2016年11月14日月曜日

漫画と小説とエッセイ

 <原泰久 『キングダム 四十四』(集英社、2016年)>:酔っていたせいもあろう(といえば失礼になるが)、いつも以上に楽しめた。「渇いてねェんだ 心が渇いてねぇから略奪も陵辱も必要ねェんだ 飛信隊はどこの隊よりも心が潤ってんだ」、この台詞がこの巻のエッセンス。

 <浦沢直樹 『BILLY BAT⑳』(講談社、2016年)>:完結したけれど、結局消化不良。惑わされてそのままに終わったという感じしか残らない。終わりかたも性急に進めた印象あり。

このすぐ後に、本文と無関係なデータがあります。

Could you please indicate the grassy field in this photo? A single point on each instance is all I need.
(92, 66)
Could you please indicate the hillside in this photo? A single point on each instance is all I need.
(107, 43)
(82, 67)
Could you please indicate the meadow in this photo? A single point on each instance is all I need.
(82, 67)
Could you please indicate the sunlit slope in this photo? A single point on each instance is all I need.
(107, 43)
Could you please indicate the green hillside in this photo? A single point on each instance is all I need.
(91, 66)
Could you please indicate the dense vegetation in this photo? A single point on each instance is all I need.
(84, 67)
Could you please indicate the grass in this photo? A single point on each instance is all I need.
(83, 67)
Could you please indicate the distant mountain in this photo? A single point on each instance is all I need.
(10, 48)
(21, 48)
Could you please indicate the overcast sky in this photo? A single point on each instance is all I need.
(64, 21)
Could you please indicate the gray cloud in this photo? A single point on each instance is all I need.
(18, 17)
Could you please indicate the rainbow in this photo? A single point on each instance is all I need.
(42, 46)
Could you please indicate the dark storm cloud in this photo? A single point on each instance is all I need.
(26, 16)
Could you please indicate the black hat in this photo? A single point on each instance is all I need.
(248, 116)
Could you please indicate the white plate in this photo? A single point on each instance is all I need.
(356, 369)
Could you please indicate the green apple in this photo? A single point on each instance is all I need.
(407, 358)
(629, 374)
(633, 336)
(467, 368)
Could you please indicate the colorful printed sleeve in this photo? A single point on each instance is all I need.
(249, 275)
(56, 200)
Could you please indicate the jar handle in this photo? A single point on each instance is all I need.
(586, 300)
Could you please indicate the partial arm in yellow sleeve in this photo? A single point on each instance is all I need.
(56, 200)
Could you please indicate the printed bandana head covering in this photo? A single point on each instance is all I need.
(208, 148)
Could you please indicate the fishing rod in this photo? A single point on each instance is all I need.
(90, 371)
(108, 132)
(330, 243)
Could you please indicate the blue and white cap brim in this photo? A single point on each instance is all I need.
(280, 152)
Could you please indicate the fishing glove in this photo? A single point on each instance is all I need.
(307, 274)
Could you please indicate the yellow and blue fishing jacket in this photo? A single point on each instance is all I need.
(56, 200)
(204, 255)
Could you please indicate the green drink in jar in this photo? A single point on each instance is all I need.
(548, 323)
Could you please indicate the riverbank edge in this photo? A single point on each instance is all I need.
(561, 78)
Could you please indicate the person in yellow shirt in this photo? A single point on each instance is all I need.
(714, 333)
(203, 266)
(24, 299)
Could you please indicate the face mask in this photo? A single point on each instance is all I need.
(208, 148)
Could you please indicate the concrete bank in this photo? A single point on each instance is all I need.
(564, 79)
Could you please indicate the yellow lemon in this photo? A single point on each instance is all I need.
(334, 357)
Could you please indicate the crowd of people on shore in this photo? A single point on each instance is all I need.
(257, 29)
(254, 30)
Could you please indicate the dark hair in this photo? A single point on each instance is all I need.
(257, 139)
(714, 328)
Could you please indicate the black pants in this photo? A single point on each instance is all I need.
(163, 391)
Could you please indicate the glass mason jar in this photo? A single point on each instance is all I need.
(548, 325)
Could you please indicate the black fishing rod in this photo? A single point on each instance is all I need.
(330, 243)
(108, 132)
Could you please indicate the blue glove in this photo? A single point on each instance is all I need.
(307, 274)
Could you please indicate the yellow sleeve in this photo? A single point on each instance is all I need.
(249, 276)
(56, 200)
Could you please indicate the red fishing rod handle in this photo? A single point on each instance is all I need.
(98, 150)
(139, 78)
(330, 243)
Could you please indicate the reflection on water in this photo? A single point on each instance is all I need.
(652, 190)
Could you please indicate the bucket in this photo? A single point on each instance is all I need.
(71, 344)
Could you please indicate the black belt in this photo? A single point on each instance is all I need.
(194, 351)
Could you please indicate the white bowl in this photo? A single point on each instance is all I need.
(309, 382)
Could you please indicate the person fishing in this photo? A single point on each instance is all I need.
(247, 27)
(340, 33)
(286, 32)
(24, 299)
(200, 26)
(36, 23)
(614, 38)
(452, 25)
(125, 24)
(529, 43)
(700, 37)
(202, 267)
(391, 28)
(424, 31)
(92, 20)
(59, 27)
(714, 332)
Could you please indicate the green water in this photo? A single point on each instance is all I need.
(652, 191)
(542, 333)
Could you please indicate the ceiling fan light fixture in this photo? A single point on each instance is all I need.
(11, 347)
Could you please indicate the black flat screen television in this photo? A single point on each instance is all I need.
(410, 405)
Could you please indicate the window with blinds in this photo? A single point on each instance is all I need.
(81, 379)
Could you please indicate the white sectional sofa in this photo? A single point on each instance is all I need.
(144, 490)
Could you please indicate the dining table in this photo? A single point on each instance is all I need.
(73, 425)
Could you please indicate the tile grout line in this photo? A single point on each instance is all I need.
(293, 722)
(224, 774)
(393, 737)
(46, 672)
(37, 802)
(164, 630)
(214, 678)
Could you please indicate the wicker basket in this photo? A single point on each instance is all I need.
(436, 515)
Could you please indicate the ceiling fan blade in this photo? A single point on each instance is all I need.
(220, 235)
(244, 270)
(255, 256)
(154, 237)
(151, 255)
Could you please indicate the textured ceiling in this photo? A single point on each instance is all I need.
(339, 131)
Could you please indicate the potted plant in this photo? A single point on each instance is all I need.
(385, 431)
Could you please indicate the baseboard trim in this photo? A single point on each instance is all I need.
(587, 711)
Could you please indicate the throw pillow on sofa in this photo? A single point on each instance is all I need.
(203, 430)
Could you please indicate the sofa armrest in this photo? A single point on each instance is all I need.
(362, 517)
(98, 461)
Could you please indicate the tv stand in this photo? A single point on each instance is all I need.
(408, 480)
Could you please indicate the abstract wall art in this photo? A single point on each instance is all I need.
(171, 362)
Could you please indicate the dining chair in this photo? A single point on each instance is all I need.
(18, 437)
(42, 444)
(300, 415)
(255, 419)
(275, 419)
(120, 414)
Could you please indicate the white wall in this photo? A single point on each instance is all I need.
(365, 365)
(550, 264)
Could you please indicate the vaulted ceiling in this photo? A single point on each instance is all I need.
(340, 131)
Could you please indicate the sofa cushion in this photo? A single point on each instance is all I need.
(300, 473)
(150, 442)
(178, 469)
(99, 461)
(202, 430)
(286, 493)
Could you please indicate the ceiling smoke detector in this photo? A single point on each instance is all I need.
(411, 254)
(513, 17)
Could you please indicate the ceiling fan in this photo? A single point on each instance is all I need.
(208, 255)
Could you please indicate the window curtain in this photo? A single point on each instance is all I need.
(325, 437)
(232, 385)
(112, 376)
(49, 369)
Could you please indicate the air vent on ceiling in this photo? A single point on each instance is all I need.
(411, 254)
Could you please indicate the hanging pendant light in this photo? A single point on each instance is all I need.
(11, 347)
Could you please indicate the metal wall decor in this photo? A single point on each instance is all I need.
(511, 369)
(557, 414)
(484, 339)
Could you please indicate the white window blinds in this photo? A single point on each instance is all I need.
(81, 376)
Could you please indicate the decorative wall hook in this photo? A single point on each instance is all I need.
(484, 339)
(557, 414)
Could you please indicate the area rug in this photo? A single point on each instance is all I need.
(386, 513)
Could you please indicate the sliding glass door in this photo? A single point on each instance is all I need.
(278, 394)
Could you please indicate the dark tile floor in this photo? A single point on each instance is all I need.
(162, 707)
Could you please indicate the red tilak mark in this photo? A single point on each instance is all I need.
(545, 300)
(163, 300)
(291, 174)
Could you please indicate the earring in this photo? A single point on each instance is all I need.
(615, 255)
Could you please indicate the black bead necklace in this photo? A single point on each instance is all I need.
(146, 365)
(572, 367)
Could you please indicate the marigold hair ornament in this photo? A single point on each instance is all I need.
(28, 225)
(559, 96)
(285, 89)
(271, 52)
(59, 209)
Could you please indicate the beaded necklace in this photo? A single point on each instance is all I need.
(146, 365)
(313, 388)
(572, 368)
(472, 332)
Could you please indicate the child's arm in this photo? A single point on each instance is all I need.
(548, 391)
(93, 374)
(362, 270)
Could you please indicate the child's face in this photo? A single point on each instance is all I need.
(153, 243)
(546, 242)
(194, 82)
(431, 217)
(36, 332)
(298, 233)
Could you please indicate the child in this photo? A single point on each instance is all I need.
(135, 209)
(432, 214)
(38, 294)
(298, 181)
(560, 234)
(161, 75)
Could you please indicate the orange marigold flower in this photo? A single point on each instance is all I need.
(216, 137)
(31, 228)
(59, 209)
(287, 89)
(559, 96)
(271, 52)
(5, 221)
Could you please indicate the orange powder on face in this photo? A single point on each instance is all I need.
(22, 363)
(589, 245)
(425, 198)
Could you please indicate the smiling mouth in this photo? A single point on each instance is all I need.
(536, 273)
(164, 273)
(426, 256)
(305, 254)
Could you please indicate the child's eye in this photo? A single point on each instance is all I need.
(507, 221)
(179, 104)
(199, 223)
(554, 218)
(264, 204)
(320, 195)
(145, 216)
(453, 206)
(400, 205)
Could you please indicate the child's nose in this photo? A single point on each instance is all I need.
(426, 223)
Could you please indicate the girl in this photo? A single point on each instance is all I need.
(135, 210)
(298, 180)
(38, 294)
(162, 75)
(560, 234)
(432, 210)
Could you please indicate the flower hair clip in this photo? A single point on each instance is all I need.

 <白石一文 『記憶の渚にて』(KADOKAWA、2016年)>:人が生を受け継いでいるなかで、記憶とは何でどう持ち続けているのか。連綿と続く生の繰り返しのなかで前の人の記憶が残る。問い詰めれば「私とは一体誰か?」という問いを自分に問い続けることとなる。著者はこの根源的な問いを常に小説という舞台で展開し続ける。兄の死、伯父の死、教団との関係、桜の木の謎、・・・900枚の長編も倦きることなく読み続けたが、帯にある「圧巻のラスト」に行き着いてみれば人びとの関係はすべて仕組まれたことであって肩すかしを食らった、生煮えの鍋物を食わされた感が強い。しかし、著者の「私とは誰か」を思索し追い続ける姿(作品)にはいつも引き込まれる。